16. One of the great tribes of Germany, which rose to importance after
the decay of the power of the Cherusci. It is thought by ethnographers
that their name is still preserved in the word "Hessen." They formed the
chief tribe of the Hermiones here mentioned, and are described by Cæsar
as belonging to the Suevi, though Tacitus distinguishes them, and no
German tribe in fact occupied more permanently its original locality than
the Chatti. Their original abode seems to have extended from the Wester-
wald in the west to the Saale in Franconia, and from the river Maine
in the south as far as the sources of the Elison and the Weser, so that
they occupied exactly the modern country of Hessen, including perhaps
a portion of the north-west of Bavaria. See Gibbon, vol. iii. 99.
Bohn's Ed.
17. The Cherusci were the most celebrated of all the German tribes, and
are mentioned by Cæsar as of the same importance as the Suevi, from
whom they were separated by the Silva Bacensis. There is some difficulty in stating their exact locality, but it is generally supposed that
their country extended from the Visurgis or Weser in the west to the
Albis or Elbe in the east, and from Melibocus in the north to the neighbourhood of the Sudeti in the south, so that the Chamavi and Langobardi were their northern neighbours, the Chatti the western, the Hermunduri the southern, and the Silingi and Semnones their eastern
neighbours. This tribe, under their chief Arminius or Hermann, forming a confederation with many smaller tribes in A.D. 9, completely defeated
the Romans in the famous battle of the Teutoburg Forest. In later times
they were conquered by the Chatti, so that Ptolemy speaks of them
only as a small tribe on the south of the Hartz mountain. Their name
afterwards appears, in the beginning of the fourth century, in the con
federation of the Franks.
18. The Peucini are mentioned here, as also by Tacitus, as identical with
the Basternæ. As already mentioned, supposing them to be names for
distinct nations, they must be taken an only names of individual tribes,
and not of groups of tribes. It is generally supposed that their first
settlements in Sarmatia were in the highlands between the Theiss and
the March, whence they passed onward to the lower Danube, as far as
its mouth, where a portion of them, settling in the island of Peuce, obtained the name of Peucini. In the later geographers we find them
settled between the Tyrus or Dniester, and the Borysthenes or Dnieper,
the Peucini remaining at the mouth of the Danube.

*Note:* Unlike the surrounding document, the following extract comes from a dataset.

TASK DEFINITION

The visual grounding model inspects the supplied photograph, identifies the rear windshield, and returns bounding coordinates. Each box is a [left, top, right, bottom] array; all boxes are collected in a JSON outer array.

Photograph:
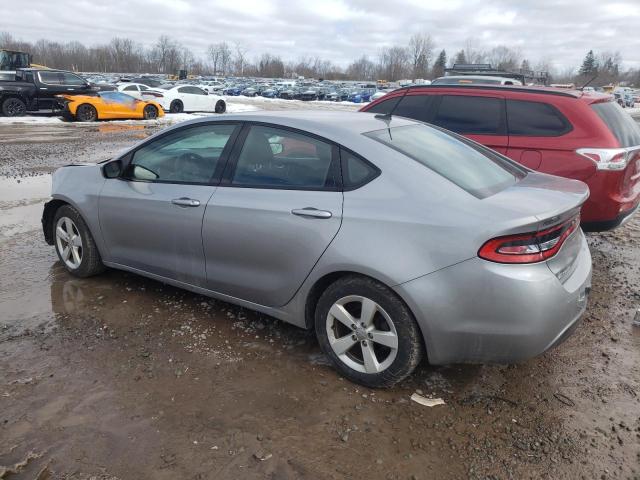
[[591, 102, 640, 148], [365, 125, 526, 198]]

19. According to Parisot, the Guttalus is the same as the Alle, a tributary of the Pregel. Cluver thinks that it is the same as the Oder.
Other writers again consider it the same as the Pregel.
20. Or Elbe.
21. Now the Weser.
22. The modern Ems.
23. The Meuse.
24. The 'Hercynia Silva,' Hercynian Forest or Range, is very differently
described by the writers of various ages. The earliest mention of it is
by Aristotle. Judging from the accounts given by Cæsar, Pomponius
Mela, and Strabo, the 'Hercynia Silva' appears to have been a general
name for almost all the mountains of Southern and Central Germany,
that is, from the sources of the Danube to Transylvania, comprising the
Schwarzwald, Odenwald, Spessart, Rhön, Thuringer Wald, the Hartz
mountain (which seems in a great measure to have retained the ancient
name), Raube Alp, Steigerwald, Fichtelgebirge, Erzgebirge, and
Riesengebirge. At a later period when the mountains of Germany had
become
better known, the name was applied to the more limited range extending
around Bohemia, and through Moravia into Hungary.